2023年9月2日、1回目のオープンリハーサルが行われる[1]。戯曲の執筆に加えて出演者としてもクレジットされている松原俊太郎は、この日はまだ舞台には立っていなかった。客席中央あたりに机と椅子が置かれ、そこに座ってリハーサルの様子を見守る。舞台上では、演出を手掛けるコレクティブ「小野彩加 中澤陽 スペースノットブランク」に加え、ダンサーで振付家でもある児玉北斗と斉藤綾子の4名が各自の練習を行っていた。

「戯曲執筆」と演出などの「舞台づくり」が同時に進行する今作は、稽古を重ねるごとに戯曲にも変化が加えられるようで、リハーサル中に車座になっての最新台本での読み合わせが行われた。それはあくまでも読み合わせであるため、変更点がどういった内容であるかの確認のために淡々と——棒読みというわけではないが——大きな抑揚や強弱はあまりない状態で文字が読み上げられる。観客には登場人物の発言としてはっきりと聞こえるわけではないが、戯曲の言葉であるため出演者本人の会話でもない。いわば中間的な存在とも言える言葉だ。読み合わせが終わると今度は動きながらその場面を実演する。

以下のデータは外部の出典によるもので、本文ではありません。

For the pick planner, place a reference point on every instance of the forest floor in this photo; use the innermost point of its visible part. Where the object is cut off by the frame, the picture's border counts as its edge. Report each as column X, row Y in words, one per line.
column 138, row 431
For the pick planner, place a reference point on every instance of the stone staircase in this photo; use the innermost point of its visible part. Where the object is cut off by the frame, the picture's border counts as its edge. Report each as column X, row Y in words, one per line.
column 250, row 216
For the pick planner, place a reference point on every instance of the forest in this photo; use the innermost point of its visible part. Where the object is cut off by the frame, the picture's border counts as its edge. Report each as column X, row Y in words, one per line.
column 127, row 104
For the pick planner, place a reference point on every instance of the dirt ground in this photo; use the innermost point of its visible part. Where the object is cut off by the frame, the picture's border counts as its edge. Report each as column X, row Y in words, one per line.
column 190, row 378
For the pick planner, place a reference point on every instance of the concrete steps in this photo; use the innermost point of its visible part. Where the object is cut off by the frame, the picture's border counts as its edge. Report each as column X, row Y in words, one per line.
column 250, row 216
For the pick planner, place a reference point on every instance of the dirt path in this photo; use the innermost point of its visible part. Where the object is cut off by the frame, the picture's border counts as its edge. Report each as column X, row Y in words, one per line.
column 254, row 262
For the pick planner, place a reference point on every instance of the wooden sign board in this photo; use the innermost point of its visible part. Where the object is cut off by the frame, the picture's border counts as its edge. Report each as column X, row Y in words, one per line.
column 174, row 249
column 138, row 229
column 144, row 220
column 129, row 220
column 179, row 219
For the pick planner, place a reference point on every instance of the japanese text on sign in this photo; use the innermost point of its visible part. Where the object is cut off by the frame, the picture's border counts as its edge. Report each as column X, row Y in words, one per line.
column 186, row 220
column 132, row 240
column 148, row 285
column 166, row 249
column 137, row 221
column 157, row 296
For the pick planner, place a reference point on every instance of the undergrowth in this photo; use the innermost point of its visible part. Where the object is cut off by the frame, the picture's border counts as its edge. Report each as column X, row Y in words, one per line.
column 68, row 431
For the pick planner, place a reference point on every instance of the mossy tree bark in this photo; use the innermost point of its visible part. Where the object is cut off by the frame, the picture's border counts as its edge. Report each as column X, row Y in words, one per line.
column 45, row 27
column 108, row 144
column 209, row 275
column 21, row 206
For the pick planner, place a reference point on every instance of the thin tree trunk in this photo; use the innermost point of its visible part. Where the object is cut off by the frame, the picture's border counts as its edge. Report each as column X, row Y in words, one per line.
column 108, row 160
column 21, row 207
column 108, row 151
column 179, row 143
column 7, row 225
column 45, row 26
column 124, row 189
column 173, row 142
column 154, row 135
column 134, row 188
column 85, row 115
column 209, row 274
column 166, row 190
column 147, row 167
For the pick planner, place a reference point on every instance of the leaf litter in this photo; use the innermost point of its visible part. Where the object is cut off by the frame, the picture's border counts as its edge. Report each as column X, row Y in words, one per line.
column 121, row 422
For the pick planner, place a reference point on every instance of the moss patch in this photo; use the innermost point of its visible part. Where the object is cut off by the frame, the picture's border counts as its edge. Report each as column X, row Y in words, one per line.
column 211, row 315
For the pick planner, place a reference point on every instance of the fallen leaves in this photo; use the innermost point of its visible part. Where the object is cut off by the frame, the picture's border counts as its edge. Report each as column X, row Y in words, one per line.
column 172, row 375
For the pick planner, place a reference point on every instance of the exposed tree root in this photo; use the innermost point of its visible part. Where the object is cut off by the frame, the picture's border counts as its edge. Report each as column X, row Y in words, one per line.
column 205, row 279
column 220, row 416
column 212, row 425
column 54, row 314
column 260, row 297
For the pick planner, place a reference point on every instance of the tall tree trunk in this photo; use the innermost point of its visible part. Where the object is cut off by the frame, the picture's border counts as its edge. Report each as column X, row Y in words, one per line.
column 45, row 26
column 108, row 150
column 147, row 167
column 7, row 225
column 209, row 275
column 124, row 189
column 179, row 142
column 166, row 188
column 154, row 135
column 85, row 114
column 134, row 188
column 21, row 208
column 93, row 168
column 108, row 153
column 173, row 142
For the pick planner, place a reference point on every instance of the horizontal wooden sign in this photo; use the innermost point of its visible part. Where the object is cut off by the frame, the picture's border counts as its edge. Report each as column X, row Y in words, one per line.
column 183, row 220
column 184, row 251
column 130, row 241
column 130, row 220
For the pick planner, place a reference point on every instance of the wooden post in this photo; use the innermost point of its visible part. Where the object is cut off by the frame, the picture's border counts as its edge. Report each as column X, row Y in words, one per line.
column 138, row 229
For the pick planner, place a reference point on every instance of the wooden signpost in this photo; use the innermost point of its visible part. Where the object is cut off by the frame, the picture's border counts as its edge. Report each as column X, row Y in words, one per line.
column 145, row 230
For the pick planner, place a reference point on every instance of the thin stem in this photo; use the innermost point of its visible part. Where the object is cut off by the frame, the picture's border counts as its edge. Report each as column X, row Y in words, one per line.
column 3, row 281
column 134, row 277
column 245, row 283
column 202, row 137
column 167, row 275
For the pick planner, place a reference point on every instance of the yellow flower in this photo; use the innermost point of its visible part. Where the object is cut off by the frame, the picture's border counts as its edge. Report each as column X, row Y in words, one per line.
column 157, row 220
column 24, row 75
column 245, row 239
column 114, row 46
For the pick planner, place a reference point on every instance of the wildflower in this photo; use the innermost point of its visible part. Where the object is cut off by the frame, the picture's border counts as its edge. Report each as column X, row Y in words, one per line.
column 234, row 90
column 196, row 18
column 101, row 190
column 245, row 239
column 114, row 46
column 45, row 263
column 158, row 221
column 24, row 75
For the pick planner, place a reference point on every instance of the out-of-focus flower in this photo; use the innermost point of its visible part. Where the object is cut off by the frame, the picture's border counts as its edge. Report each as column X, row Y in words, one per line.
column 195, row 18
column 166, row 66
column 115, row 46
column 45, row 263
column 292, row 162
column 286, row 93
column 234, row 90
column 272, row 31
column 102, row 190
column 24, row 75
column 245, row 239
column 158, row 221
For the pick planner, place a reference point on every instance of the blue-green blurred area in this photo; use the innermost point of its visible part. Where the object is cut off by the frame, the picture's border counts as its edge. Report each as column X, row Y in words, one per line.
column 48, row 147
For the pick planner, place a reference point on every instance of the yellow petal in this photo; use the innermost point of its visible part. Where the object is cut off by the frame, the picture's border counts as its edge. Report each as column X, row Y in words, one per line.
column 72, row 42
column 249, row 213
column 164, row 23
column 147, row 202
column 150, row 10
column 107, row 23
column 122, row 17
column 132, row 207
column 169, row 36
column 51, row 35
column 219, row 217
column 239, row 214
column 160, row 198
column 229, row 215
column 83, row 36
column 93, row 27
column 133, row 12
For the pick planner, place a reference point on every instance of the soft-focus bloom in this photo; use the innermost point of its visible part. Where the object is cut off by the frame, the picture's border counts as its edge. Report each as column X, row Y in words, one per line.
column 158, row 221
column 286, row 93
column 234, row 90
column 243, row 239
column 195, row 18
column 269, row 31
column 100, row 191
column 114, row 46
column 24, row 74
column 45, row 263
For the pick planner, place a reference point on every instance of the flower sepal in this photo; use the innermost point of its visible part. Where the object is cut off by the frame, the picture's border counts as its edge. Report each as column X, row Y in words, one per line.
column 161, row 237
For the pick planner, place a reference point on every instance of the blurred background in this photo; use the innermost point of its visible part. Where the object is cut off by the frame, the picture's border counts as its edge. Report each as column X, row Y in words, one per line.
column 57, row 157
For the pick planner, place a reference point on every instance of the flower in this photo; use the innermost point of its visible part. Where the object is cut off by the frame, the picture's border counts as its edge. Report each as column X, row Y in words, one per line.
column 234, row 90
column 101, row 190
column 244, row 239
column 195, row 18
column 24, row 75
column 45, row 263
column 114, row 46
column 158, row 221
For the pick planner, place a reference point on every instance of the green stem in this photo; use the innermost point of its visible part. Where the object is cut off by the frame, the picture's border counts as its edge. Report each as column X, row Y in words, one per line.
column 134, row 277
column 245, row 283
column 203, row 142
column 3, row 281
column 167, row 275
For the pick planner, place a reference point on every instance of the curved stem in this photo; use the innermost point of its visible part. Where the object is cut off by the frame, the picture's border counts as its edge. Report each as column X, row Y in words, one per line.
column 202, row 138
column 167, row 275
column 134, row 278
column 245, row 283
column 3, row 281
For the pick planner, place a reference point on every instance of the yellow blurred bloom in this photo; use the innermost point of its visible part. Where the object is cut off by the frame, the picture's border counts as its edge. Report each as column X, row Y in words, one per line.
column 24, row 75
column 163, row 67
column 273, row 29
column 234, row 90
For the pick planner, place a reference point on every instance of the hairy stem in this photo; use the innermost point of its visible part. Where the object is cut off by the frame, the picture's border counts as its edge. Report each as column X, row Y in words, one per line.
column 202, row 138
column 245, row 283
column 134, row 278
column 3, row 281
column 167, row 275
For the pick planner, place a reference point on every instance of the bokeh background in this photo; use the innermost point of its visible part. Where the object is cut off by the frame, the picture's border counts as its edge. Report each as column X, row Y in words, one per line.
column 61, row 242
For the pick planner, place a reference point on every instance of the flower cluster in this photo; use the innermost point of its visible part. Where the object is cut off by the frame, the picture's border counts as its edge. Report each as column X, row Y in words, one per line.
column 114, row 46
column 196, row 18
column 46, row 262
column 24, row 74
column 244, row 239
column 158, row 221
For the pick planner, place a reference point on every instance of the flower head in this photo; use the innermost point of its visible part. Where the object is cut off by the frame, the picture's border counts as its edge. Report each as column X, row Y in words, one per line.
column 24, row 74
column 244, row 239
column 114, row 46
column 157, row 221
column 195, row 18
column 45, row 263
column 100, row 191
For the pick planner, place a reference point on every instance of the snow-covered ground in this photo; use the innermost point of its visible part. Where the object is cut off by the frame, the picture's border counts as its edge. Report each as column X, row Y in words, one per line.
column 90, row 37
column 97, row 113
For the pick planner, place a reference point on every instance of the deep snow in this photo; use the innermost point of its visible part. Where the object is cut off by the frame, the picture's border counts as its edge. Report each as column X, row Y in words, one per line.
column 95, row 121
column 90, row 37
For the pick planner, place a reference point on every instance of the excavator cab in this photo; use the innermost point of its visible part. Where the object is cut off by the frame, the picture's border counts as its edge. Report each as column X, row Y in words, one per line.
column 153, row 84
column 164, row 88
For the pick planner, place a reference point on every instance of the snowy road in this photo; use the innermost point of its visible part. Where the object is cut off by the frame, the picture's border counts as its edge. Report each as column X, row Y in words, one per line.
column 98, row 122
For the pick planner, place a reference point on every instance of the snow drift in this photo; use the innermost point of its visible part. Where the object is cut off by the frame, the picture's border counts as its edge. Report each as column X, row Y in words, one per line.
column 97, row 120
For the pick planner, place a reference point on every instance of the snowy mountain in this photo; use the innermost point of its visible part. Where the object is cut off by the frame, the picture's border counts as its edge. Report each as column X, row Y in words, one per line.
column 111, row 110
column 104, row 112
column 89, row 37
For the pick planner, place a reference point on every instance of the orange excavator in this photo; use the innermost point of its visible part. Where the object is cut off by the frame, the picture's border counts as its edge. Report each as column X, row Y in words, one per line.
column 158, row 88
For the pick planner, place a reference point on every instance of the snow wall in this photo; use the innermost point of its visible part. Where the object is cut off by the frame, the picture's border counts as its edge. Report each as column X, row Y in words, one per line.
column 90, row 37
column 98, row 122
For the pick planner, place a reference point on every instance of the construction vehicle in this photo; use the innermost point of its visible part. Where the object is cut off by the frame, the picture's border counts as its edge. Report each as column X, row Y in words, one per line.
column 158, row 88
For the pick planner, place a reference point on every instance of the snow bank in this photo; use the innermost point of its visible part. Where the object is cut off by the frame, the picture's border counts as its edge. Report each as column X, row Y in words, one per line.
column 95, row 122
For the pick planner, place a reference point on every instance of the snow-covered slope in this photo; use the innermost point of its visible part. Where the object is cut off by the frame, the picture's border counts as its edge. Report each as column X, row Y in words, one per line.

動きが加わると読み合わせ段階に比べ、さらに鮮やかに景色が描かれるかのようだ。出演者が次第に物語の世界に身を置いている登場人物として見えてくる。戯曲が演劇作品になるまでの言葉の質感が変化するグラデーションを目の当たりにした。

9月17日、2回目のオープンリハーサルが行われる。中澤から観客に、今回の作品は5場構成であることが説明された。4時間にも及ぶリハーサルの中で、5場目の最初から最後までが数回繰り返される。一般的に、物語にかかわる創作物——演劇に限らず、小説やドラマ、映画などなんでも——は「どのようなエンディングを迎えるのか」ということが観客にとっての最大の関心事になりやすい。「ネタバレ」という行為は忌避され、制作者だけでなく受け手にさえも最大限の配慮が求められる。オープンリハーサルとは、それ自体がネタバレ的ではあるものの、特に物語の終盤を繰り返し観客に見せるという、意図的とも思えるネタバレが繰り返された。リハーサル段階であるため出演者たちはそれぞれの手元にまだ台本を持ってはいるものの、ほとんど見られることはなく、もはや登場人物の言葉といって差し支えなさそうだ。児玉ではなくスワンの、斉藤ではなくディディの言葉として会場に響いていた。

©︎ 守屋友樹 / 京都芸術センター

言葉とダンスと場が相互に作用する舞台

2度のオープンリハーサルを経て9月21日から4日間にわたり本番を迎える[2]。ここで初めて、オープンリハーサルで見ていた舞台のかたち——会場中央、観客と向き合う位置に長机と椅子が配置され、音響のためのスピーカーやMacBook Proが置かれている——は、仮の配置ではなかったことが分かる。板張りの床に、スポットライトなどはなくシンプルに室内を照らす照明器具。京都芸術センターのフリースペースという場所を、ほとんどそのまま「引用」するような形で舞台は構成されている。音楽を流す、動きに合わせた効果音を鳴らす、ナレーションなどその場にいないはずの人物も舞台上で発言する、劇作家がほほえむように見守る……そういったふつうの上演では観客に見せない部分を、ネタバレ的に正面から見せている。特に松原が終始公演を見つめ、時に上演に参加する様子は印象的だ。自らが手掛け、編み上げた言葉たちが出演者を通して独自に歩き出し、そして踊りだす言葉を傍観するその姿は、作者と作品の関係性を示すかのようである。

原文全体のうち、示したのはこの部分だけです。